Essentially all of the things that are bugging people about Ted Lasso season two are choices the show has made to deepen its characters, further its conflicts, and explore its world. That’s definitely a departure from what a lot of people loved about season one — namely, the way it united its feel-good narrative with a compelling examination of a sports culture that hadn’t really been explored on American television. (My one complaint about season two so far is that soccer itself has mostly been pushed to the background.) It was an underdog story about a team of misfits and about the goofy guy who led them to … well, not actual victory, but a moral victory, more or less.

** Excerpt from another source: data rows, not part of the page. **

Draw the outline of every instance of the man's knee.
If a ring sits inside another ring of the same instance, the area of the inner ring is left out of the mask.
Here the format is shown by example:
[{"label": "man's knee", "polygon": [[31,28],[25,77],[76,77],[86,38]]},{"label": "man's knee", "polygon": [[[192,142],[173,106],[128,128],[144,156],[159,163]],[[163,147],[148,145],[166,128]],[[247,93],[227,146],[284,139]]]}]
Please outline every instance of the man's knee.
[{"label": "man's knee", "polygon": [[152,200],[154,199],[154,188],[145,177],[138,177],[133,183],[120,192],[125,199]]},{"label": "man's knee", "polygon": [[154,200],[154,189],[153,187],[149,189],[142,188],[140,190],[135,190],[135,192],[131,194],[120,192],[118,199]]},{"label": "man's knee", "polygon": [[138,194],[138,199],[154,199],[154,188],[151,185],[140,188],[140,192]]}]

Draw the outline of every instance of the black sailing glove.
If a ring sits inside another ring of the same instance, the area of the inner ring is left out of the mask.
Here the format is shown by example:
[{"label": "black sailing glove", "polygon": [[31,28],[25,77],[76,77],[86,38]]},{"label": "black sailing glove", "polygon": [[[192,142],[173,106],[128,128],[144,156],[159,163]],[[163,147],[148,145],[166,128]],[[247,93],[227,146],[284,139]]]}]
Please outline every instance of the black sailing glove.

The thing about an underdog story is that you can kind of only do it once. Rocky Balboa loses at the end of Rocky, but a lot of people remember him winning (which doesn’t happen until Rocky II), simply because that’s how we understand underdog stories. AFC Richmond continues to be a pretty mediocre soccer team, and Ted Lasso’s seeming disinterest in that status has created a disconnect between season one’s sports movie core and season two’s more traditional sitcom center.

In season one, Ted Lasso was about its main character’s core philosophy and an overarching vibe of gentle whimsy and kindness. None of those traits won soccer games; AFC Richmond still lost the big match in the season finale. As such, season two is doubling down on the idea that just being a good guy doesn’t mean you’re automatically without problems, and the longer the season goes on, the more it seems as though the show is really going to put the screws to Ted and the other characters to see what makes them tick.

Those choices make sense as great ways to move Ted Lasso’s story forward. But the show has lost its novelty, and there is so much television now (I don’t know if you’ve heard) that novelty is the best way to stand out from the crowd. Ted Lasso is mostly doing the same stuff it did in season one; it’s just that now that stuff isn’t new, and it’s easier to notice and get frustrated with what you don’t like. The excitement of the new relationship no longer blinds you to its faults.

I love TV shows that build themselves to run forever and ever and ever. I adore Succession because I feel like it might run for six or seven seasons, with most of them excellent and all of them at least good. I think TV can and should sprawl, and Ted Lasso, with its large ensemble cast, is using its second season to deepen many of its supporting characters to better support sprawling in the future.

Ironically, the main hurdle standing in the way of fans embracing Ted Lasso season two might just be how much everybody loved season one. A universally beloved first season so often leads to a more heavily criticized second season, whereas a more divisive season one (see also: Succession or The Leftovers) gives a series more room to evolve in season two and thus fulfill the “It’s gotten good” narrative we increasingly apply to TV shows. Meanwhile, if a show isn’t strong and doesn’t capture a passionate audience right out of the gate, it might never get to season two. It’s a weird Catch-22 built into our current TV discussion culture.

I am also willing to admit, however, that I’m somewhat out of step with the ways in which TV is currently evolving. The more TV there is, the more we want tight, compact, novel experiences. In my view, if a show’s first season is great, then it’s great, and I’m very happy to drop a show that’s no longer working for me and catch up with the finale on Wikipedia someday. A lot of people don’t want to risk that.

Shorter-run shows are easier to maintain quality throughout, and they’re easier to keep feeling fresh. They also frequently lack the depth found in shows that truly go the distance. So as our attention spans and TV discussion culture shift ever more toward short-run shows that feel novel and wrap up after six to eight episodes, I’m going to sit here in the corner, quietly admiring Ted Lasso for investing in its own future, amused at how the things I love about season two are also what turned so many people against it.